PROC HPSEVERITY enables you to initialize parameters of a model in different ways. A model can have two kinds of parameters: distribution parameters and regression parameters.
The distribution parameters can be initialized by using one of the following three methods:
You can use the INIT= option in the DIST statement.
You can use either the INEST= data set or the INSTORE= item store, but not both.
You can define a dist_PARMINIT subroutine in the distribution model. For more information, see the section Defining a Severity Distribution Model with the FCMP Procedure.
Note that only one of the initialization methods is used. You cannot combine them. They are used in the following order:
The method that uses the INIT= option takes the highest precedence. If you use the INIT= option to provide an initial value for at least one parameter, then other initialization methods (INEST=, INSTORE=, or PARMINIT) are not used. If you specify initial values for some but not all the parameters by using the INIT= option, then the uninitialized parameters are initialized to the default value of 0.001.
If you use this option and if you specify the regression effects, then the value of the first distribution parameter must be related to the initial value for the base value of the scale or log-transformed scale parameter. For more information, see the section Estimating Regression Effects.
The method that uses the INEST= data set or INSTORE= item store takes second precedence. If the INEST= data set or INSTORE= item store contains a nonmissing value for even one distribution parameter, then the PARMINIT method is not used and any uninitialized parameters are initialized to the default value of 0.001.
If none of the distribution parameters are initialized by using the INIT= option, the INEST= data set, or the INSTORE= item store, but the distribution model defines a PARMINIT subroutine, then PROC HPSEVERITY invokes that subroutine with appropriate inputs to initialize the parameters. If the PARMINIT subroutine returns missing values for some parameters, then those parameters are initialized to the default value of 0.001.
If none of the initialization methods are used, each distribution parameter is initialized to the default value of 0.001.
For more information about regression models and initialization of regression parameters, see the section Estimating Regression Effects.

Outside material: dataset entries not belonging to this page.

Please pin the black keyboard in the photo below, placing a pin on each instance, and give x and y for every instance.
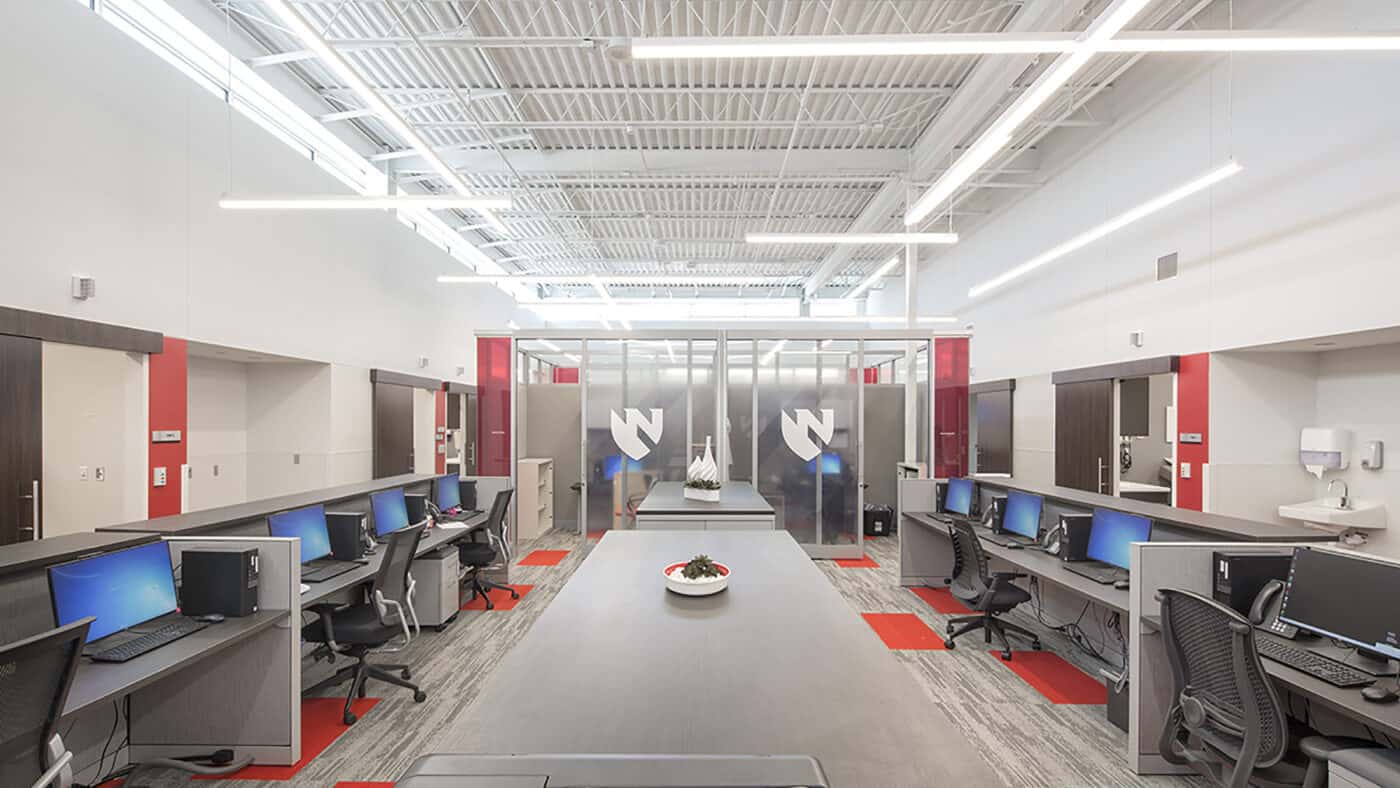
(318, 571)
(1106, 574)
(1313, 664)
(150, 641)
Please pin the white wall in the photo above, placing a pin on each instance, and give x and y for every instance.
(115, 172)
(94, 416)
(217, 433)
(1301, 244)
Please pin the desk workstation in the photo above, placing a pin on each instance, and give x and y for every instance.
(209, 613)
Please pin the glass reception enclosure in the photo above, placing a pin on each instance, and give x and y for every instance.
(814, 421)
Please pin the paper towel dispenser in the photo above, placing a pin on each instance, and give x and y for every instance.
(1322, 448)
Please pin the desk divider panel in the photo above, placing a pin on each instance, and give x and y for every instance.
(1185, 566)
(247, 697)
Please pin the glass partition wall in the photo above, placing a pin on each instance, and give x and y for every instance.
(814, 421)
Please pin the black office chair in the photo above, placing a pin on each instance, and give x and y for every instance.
(1227, 722)
(990, 594)
(478, 556)
(35, 675)
(366, 629)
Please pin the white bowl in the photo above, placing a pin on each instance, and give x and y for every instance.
(702, 587)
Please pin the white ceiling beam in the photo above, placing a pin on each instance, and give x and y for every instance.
(980, 94)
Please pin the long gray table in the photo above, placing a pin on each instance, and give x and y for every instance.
(739, 508)
(779, 664)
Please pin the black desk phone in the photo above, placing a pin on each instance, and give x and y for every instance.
(1266, 608)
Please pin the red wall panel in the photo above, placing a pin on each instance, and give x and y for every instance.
(493, 413)
(168, 410)
(1193, 414)
(951, 406)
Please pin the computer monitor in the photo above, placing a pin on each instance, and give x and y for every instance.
(119, 589)
(959, 496)
(1110, 533)
(1344, 596)
(1022, 515)
(391, 511)
(830, 463)
(447, 491)
(307, 524)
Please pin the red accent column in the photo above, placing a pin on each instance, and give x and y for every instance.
(493, 420)
(440, 431)
(1193, 414)
(949, 406)
(168, 410)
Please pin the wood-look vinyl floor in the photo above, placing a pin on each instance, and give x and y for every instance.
(1028, 741)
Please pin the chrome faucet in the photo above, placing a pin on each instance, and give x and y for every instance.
(1346, 491)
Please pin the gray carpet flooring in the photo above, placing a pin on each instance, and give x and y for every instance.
(1026, 739)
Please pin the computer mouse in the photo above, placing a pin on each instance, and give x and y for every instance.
(1375, 693)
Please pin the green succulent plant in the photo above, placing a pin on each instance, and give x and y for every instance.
(700, 566)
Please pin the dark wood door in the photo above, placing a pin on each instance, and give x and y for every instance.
(392, 430)
(1084, 455)
(994, 433)
(21, 438)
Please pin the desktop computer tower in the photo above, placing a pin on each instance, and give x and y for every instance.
(347, 535)
(1238, 577)
(437, 596)
(1073, 538)
(219, 581)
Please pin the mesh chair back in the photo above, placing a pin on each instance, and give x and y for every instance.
(392, 580)
(969, 578)
(1214, 661)
(35, 675)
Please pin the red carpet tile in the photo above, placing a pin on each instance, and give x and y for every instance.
(501, 599)
(941, 599)
(1056, 679)
(903, 631)
(321, 725)
(867, 563)
(543, 559)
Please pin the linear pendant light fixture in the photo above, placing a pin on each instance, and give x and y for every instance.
(1112, 226)
(354, 202)
(851, 238)
(296, 24)
(889, 265)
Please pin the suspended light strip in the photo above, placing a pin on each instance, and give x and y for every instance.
(360, 203)
(716, 48)
(1112, 226)
(294, 23)
(851, 238)
(1000, 133)
(889, 265)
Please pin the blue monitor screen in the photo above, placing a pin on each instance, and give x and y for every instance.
(391, 511)
(1110, 533)
(612, 466)
(447, 491)
(121, 589)
(308, 525)
(1022, 515)
(959, 496)
(830, 465)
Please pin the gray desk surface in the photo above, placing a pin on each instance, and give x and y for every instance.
(1228, 528)
(431, 540)
(1042, 564)
(735, 498)
(58, 549)
(100, 682)
(205, 519)
(777, 664)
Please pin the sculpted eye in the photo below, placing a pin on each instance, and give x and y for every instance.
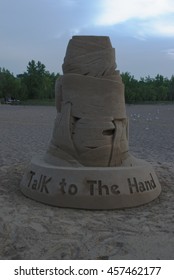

If you specify a distributed mode of execution for the procedure, then the input data are distributed across the computational nodes. For more information about the distributed computing model, see the section Distributed and Multithreaded Computation. If the PARMINIT subroutine is used for initializing the distribution parameters, then PROC HPSEVERITY invokes that subroutine on each computational node with the data that are local to that node. The EDF estimates that are supplied to the PARMINIT subroutine are also computed using the local data. The initial values of the parameters that are supplied to the optimizer are the average of the local estimates that are computed on each node. This approach works well if the data are distributed randomly across nodes. If you distribute the data on the appliance before you run the procedure (alongside-the-database model), then you should try to make the distribution as random as possible in order to increase the chances of computing good initial values. If you specify a data set that is not distributed before you run the procedure, then PROC HPSEVERITY distributes the data for you by sending the first observation to the first node, the second observation to the second node, and so on. If the order of observations is random, then this method ensures random distribution of data across the computational nodes.